Covid Roller Coaster Adds To Blackpool's Decline
Its ghost train ride stands idle and the golden beach is deserted. For seaside resort Blackpool, the Covid roller coaster has dealt another hammer blow to one of England's most deprived towns.
Windswept Blackpool, on England's northwest coast, was a thriving holiday destination before package holidays to sunnier climes took off in the 1980s.
But even with 18 million visitors a year before the pandemic, it is a shadow of its former self.
There is still its famous illuminations light show, Victorian tower and ballroom, plus its Pleasure Beach theme park featuring giant roller coasters and carousels.
Boarded up shops, though, highlight the town's decline in recent years, a legacy of the effects of government austerity measures imposed after the 2008 global financial crisis.
And now Covid has made the situation worse, leaving struggling Blackpool businesses and people between a rock and a hard place.
The town's vital tourism industry is shut for at least another month under government plans to gradually ease the lockdown restrictions, having remained closed for most of the year last year due to the virus fighting measures.
Residents not previously reliant on emergency government support have suddenly found themselves dependent on soup kitchens and food banks for meals.
"It's just been so hard," says Ali Alian, a 50-year-old chef, who lost his job making fast food.
He told AFP he did not come to food banks before the pandemic, as he set off on an hour-long walk home in the dark with a large sports bag filled with food handed out by the charity Street Angels.
"Now I feel like I'm in a hole. I'm going down and I don't know how I'll get out of that hole," he added.
Britain's seaside resorts, which all rely on tourism to boost the local economy, have suffered huge financial losses during the past year.
The pandemic locked down their mainstay of restaurants, pubs, nightclubs, entertainment venues, and sweet shops selling traditional sticks of sugary rock.

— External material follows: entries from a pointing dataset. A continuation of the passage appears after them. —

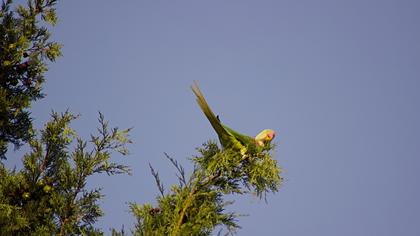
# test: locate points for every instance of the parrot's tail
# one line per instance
(214, 121)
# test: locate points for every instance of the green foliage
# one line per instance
(49, 195)
(25, 49)
(196, 206)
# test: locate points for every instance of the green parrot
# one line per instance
(228, 137)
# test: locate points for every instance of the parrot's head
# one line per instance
(264, 137)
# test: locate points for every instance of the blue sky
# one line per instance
(338, 81)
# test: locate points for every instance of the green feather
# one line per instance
(228, 137)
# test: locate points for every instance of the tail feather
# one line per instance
(214, 121)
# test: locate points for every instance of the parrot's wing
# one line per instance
(226, 139)
(244, 139)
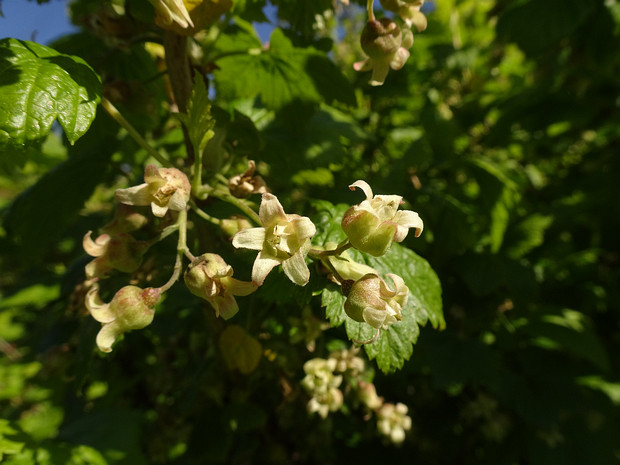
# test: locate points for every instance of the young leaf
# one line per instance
(395, 344)
(39, 85)
(282, 74)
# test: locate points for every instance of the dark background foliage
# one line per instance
(502, 131)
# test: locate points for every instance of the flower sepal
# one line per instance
(131, 308)
(210, 278)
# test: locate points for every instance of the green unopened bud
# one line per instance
(210, 277)
(371, 301)
(372, 225)
(381, 38)
(130, 308)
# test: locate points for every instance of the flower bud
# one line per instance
(210, 277)
(164, 188)
(371, 301)
(322, 384)
(381, 38)
(346, 267)
(393, 421)
(372, 225)
(130, 308)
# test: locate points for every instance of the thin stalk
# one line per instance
(197, 179)
(204, 215)
(239, 204)
(135, 135)
(181, 250)
(165, 233)
(371, 11)
(320, 254)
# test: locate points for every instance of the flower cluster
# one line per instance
(163, 189)
(326, 389)
(322, 385)
(385, 42)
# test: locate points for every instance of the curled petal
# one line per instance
(97, 247)
(98, 309)
(270, 210)
(139, 195)
(252, 239)
(364, 186)
(409, 219)
(107, 336)
(296, 269)
(263, 264)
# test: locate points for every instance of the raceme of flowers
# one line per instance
(385, 42)
(327, 380)
(283, 239)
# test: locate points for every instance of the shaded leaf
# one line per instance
(280, 75)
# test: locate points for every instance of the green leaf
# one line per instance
(39, 85)
(423, 283)
(528, 235)
(8, 446)
(281, 75)
(40, 214)
(394, 345)
(115, 432)
(302, 14)
(537, 26)
(569, 331)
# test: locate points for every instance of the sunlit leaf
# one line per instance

The town, close to major cities Manchester and Liverpool, received tourism revenue totalling ?1.5 billion ($2.1 billion, 1.75 billion euros) in 2019, according to local government data.
Alian earns around the same per month as he did weekly before the pandemic -- between ?300 and ?400 ($417-$556, 350-417 euros) -- thanks to the Universal Credit state benefit.
But "it's not enough" to cover extras such as electricity and municipal bills on top of the rent, he adds.
In the nearby train station's car park, where Street Angels distributes hot meals and drinks plus groceries donated by businesses, volunteer Alice Smith says more people are relying on its services than ever before.
"We used to have a lot of regulars, now a lot of new people in the last six months" are coming, said Smith.
They are people who "have a home but they can't afford to buy food", says the 24 year-old, who adds that the town has however "a lot less rough sleepers because councils have been placing them in rooms or hotels" amid Covid.
Mark Butcher, founder of Blackpool's Amazing Graze soup kitchen, has seen the number of weekly visitors jump to 400 from 250 before Covid.
Government data in 2019 revealed that Blackpool had eight of the 10 most deprived neighbourhoods in England.
Sylvia Culshaw, in charge of Blackpool Food Bank which hands out basic provisions to those most in need, said the very fact of knowing the town has so much poverty is hard to bear.
Families charity Home Start Blackpool has meanwhile been unable to cope with a surge in demand during the pandemic.
"For the first time in 11 years since Home Start in Blackpool opened, we had to close the doors to referrals because we were at capacity," said chief executive Pat Naylor.
The charity now has a waiting list of 40 families.
But for Naylor, because of "the damage that Covid has done to people's self-worth, it's going to take a lot longer to bring people back to being really confident again".